Fitness issues have also blighted Guardiola's squad this season and the injuries and inconsistency has left the Etihad boss uncertain which version of his side will show up against Real on Tuesday.
"We’ve not been consistent. What’s defined the team over the last decade has been we are an incredible machine every three days, otherwise we cannot win six Premier Leagues in seven years or win the incredible trophies we have won," he said.
"We can lose because the opponents are good but we’ve not been consistent. Of course we can perform well tomorrow, of course we can perform well in Madrid, but before I can tell you that will happen I don’t know how we’ll react.
"But at the same time I will not deny that trust with the players that gave us the incredible decade and playing at the high standards I know we’re capable of. Of course we’re going to prepare today, talk with the team, we’re going to challenge and hopefully we can perform well."
City's struggles have been summed up by their recent results. A 6-0 win at Ipswich was followed by a collapse from 2-0 up against Paris St-Germain. City recovered from that to beat Chelsea 3-1, but then collapsed at the Emirates to lose 5-1 to Arsenal.
That has left Guardiola unsure exactly what version of City will turn up on a weekly basis and a team usually defined by their consistency is suddenly producing a mixed bag of performances. During his press conference on Monday, Guardiola mimed tossing a coin in the air to describe the uncertainty he has over how his team will play.
"We were unstable this season, when we were not in the past," he said. "We achieve what we achieve in the trebles and quadruples and you know how difficult it is to prove it. It's because we were a machine. It doesn't matter what happens, we were there.

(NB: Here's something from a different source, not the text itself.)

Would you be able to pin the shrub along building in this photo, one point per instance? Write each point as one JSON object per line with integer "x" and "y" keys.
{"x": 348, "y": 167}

"We can lose at the last minute and the opponents are good, in the Champions League we have many cases during these nine years I've been here, moments at Tottenham or moments in the last minute we could go through, not through. But always we come back, we come back. This season we struggled a lot.
"Of course it would be good to continue for the club, for the prestige to win this competition. I like to feel that we are week by week, month by month, we are there. Now I would feel, yeah, the team is consistent, we can do it. Now it's like, I don't know."